Since then, I’ve been inspired to try my first 5.13. Something in my bones told me that one day, I could at least get to the top of Apollo Reed, a classic jug haul in the Coliseum at Summersville Lake. Maybe it’s because I’d heard that it’s everybody’s first 5.13, or maybe it’s because I happened to be with Mike Farnsworth that day (and you feel like you can pretty much climb anything when Farnsworth is around.) Farnsworth, who is the most ridiculously humble guy you will ever meet, will lay waste to all of your projects.

Playing on Apollo Reed (5.13a) for the first time. Photograph by Abe Carte

I also gave Genocide (5.12a) a try, which was the hardest thing I’d ever attempted on gear. I whipped all over that route like it was my full-time job. Finger cracks aren’t necessarily my “thing”, but I guess that’s how you get better at anything. The first half climbed like a powerful sport route, except that you have to place all of your own gear (minus one bolt in an alcove). The second half is a finger and thin hands crack.

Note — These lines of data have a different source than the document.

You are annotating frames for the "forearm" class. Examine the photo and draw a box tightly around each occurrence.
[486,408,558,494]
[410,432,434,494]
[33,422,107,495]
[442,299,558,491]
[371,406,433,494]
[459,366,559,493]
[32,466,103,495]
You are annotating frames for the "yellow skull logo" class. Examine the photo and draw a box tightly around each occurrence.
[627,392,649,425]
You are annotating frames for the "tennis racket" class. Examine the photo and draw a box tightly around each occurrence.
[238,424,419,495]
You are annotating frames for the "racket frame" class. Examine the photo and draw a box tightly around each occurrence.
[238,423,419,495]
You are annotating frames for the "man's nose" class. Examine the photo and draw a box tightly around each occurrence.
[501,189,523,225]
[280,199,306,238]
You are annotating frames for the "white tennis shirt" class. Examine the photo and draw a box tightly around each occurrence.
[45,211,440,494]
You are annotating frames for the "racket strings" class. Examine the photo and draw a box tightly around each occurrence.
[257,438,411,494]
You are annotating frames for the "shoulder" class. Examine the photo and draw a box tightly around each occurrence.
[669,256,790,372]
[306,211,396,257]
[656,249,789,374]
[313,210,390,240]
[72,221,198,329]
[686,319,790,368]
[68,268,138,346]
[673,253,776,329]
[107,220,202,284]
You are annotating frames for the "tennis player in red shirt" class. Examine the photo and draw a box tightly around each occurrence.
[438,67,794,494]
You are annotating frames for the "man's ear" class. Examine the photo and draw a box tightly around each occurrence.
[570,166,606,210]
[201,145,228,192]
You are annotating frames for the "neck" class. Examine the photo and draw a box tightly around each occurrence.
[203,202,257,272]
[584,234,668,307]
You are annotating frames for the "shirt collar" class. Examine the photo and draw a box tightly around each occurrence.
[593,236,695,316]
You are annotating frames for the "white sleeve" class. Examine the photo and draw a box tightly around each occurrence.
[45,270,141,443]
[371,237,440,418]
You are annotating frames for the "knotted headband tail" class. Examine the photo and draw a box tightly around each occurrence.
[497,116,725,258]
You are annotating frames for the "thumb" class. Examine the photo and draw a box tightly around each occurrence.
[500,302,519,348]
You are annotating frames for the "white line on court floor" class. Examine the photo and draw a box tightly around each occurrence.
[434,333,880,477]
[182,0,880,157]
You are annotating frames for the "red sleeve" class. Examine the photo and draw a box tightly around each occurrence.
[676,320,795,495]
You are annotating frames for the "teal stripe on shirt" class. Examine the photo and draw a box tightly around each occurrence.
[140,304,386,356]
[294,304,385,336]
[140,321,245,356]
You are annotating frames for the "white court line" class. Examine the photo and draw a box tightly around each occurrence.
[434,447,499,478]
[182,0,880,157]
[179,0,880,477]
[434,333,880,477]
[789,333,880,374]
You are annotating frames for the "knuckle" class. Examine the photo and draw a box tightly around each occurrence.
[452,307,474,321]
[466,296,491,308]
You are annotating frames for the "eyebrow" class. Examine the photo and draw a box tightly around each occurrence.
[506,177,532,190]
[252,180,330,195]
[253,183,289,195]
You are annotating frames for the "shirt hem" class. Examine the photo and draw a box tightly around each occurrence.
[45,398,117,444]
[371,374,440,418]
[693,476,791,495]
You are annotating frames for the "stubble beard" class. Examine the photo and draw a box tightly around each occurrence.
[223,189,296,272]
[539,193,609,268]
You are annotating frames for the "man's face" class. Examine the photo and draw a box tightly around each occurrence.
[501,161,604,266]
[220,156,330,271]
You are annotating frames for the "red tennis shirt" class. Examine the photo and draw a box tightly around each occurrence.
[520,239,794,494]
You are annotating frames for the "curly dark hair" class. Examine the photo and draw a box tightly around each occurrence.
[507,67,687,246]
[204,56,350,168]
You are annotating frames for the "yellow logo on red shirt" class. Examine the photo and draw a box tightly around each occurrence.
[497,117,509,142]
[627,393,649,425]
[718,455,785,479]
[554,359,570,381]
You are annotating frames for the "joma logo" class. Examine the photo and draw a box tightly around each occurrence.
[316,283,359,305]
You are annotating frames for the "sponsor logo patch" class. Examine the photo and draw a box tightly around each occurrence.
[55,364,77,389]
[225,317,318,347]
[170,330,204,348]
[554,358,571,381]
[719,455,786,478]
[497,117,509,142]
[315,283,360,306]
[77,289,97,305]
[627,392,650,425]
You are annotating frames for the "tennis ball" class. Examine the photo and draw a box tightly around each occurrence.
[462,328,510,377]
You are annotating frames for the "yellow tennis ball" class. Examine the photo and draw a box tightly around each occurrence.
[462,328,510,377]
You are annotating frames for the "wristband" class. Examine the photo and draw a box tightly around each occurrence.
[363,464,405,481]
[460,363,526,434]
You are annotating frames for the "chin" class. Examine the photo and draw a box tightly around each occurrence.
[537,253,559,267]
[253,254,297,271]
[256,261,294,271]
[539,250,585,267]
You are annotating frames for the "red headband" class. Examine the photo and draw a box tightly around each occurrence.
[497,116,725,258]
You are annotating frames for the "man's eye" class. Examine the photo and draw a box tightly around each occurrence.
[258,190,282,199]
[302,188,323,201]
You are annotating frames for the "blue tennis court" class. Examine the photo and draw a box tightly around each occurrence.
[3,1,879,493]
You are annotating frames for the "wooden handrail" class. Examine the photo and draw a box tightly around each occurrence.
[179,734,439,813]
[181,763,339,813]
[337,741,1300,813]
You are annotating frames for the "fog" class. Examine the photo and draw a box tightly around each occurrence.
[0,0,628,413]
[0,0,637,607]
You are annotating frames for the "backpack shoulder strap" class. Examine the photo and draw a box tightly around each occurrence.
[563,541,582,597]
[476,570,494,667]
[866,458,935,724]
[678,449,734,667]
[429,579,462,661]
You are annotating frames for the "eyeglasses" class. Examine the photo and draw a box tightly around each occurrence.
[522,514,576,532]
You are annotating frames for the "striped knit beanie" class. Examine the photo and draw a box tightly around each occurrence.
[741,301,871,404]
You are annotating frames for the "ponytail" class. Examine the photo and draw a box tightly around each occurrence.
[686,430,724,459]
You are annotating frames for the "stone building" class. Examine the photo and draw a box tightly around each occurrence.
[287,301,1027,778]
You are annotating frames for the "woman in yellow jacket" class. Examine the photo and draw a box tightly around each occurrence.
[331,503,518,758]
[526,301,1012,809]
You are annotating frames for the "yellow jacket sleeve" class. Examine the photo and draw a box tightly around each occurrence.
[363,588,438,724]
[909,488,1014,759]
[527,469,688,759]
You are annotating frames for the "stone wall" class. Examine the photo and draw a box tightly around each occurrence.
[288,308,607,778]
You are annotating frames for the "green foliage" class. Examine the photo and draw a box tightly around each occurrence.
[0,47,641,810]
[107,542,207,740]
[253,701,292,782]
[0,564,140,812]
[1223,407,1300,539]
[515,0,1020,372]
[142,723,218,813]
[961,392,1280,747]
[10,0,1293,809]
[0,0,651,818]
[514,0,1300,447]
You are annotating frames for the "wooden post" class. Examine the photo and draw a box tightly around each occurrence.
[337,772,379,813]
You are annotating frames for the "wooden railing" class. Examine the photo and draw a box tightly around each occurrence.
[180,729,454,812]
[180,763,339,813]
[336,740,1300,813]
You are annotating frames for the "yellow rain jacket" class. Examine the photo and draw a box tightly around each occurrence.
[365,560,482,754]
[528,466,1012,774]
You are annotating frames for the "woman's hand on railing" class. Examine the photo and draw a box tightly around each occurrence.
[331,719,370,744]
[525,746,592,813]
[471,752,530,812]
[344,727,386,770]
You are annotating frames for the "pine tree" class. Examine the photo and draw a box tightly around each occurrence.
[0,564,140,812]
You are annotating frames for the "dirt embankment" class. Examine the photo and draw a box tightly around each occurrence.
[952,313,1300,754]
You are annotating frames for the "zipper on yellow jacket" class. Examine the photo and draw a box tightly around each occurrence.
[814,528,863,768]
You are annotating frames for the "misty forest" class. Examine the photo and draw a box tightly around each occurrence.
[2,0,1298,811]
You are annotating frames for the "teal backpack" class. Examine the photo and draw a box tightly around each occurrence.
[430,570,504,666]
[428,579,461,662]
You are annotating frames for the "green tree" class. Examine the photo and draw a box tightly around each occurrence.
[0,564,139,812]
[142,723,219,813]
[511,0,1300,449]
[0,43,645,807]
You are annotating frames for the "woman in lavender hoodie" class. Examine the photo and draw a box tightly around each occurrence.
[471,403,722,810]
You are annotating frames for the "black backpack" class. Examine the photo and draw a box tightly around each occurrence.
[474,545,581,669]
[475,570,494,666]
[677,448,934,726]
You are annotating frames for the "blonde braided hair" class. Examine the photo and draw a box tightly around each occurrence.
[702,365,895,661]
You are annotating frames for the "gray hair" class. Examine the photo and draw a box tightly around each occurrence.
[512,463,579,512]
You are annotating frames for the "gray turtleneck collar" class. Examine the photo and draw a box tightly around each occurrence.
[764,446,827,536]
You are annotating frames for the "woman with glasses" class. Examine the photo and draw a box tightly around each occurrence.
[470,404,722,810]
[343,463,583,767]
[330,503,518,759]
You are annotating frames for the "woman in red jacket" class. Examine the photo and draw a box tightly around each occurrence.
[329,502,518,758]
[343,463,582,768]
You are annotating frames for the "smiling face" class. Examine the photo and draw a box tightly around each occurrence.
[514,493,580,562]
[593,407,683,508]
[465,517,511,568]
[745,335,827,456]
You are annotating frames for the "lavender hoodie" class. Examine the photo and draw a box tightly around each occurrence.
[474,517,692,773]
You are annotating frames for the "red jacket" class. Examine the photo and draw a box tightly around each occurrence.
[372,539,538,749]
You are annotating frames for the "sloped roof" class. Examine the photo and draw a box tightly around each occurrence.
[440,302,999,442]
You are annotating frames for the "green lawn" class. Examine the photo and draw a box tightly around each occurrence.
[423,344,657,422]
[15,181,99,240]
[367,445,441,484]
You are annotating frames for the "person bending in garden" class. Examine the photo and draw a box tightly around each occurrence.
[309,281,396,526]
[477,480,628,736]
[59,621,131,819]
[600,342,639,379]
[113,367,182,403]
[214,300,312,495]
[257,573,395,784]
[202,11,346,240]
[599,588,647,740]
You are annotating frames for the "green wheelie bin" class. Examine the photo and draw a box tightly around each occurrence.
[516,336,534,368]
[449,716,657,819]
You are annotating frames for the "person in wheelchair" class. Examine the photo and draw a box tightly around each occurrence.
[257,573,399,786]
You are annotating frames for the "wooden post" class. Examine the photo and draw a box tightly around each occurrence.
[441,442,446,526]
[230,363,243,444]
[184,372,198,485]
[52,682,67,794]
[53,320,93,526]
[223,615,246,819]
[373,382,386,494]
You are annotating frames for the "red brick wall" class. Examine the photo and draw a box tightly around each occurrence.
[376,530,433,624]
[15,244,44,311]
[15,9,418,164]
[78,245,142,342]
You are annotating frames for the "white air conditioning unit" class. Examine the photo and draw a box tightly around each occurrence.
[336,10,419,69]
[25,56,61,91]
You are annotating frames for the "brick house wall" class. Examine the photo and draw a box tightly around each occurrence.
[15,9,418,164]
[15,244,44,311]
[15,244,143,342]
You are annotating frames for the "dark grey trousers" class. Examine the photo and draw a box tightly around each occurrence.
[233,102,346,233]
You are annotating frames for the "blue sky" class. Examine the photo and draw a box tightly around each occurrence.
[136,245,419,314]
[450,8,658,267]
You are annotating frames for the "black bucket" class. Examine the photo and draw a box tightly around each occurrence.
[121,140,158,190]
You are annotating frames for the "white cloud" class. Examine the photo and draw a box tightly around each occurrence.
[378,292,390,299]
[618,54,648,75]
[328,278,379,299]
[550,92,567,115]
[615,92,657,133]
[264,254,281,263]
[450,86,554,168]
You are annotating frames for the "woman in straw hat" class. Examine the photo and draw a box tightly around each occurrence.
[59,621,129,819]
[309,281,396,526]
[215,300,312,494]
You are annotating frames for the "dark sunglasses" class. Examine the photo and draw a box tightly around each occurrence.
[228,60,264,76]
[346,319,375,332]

As hard as I tried, I got too pumped and couldn’t clip my quickdraw in time. I missed the move twice, and twice I took twenty-foot falls.

While there is one part of me that doesn’t think I’ll ever send climbs at that sort of level, there is the other side of me that is a little bit curious and a little bit determined to keep attempting. I don’t think falling is necessarily the same thing as failing, even though it can be hard not to. To this day, I find myself inspired by Andrew’s attitude, telling me that the reason walls exist is to teach us not to give up. You have to want it and you have to do the work and know that every single accomplishment in life starts with the simple decision to try. When I tie in, I take that first deep breath and tell myself that.

Cover photograph courtesy of Mikaela Wegerhoff.

4 thoughts

  1. That last sentence- oh my god! Loving it SO hard!!!

    And I believe I can help you with the girl porn…. 😉 (oh my god, did that just sound uber creepy ‘cuz I didn’t mean it like that!)

    And Jas can probably fix your cam!

  2. Nice! I saw you take a whip on Genocide and we introduced ourselves as you were hang dogging. Small world, nice blog btw! See you around the crag!

  3. You SOOOOO inspire me Kathy! ME, the one who’s been climbing forever, yet still stays in his ‘no fall downclimb instead’ traditional(!) TRAD state of mind, and hangs in the 5.10 world because of it and because I just can’t break from my “happy life” enough to train… yet following YOU, into places I would NEVER go, I now have wider eyes, that open my mind to new possibilities, e.g. those kelidoscopic overhanging walls of Fat City and Yellow Wall, … and I’m now crazily wanting to go back! Do I yell “Oh Save Me!” or do I yell “Oh Kathy Lead Me!” !!! Either way… it feels right to YELL as that’s when I feel most ALIVE! Love U!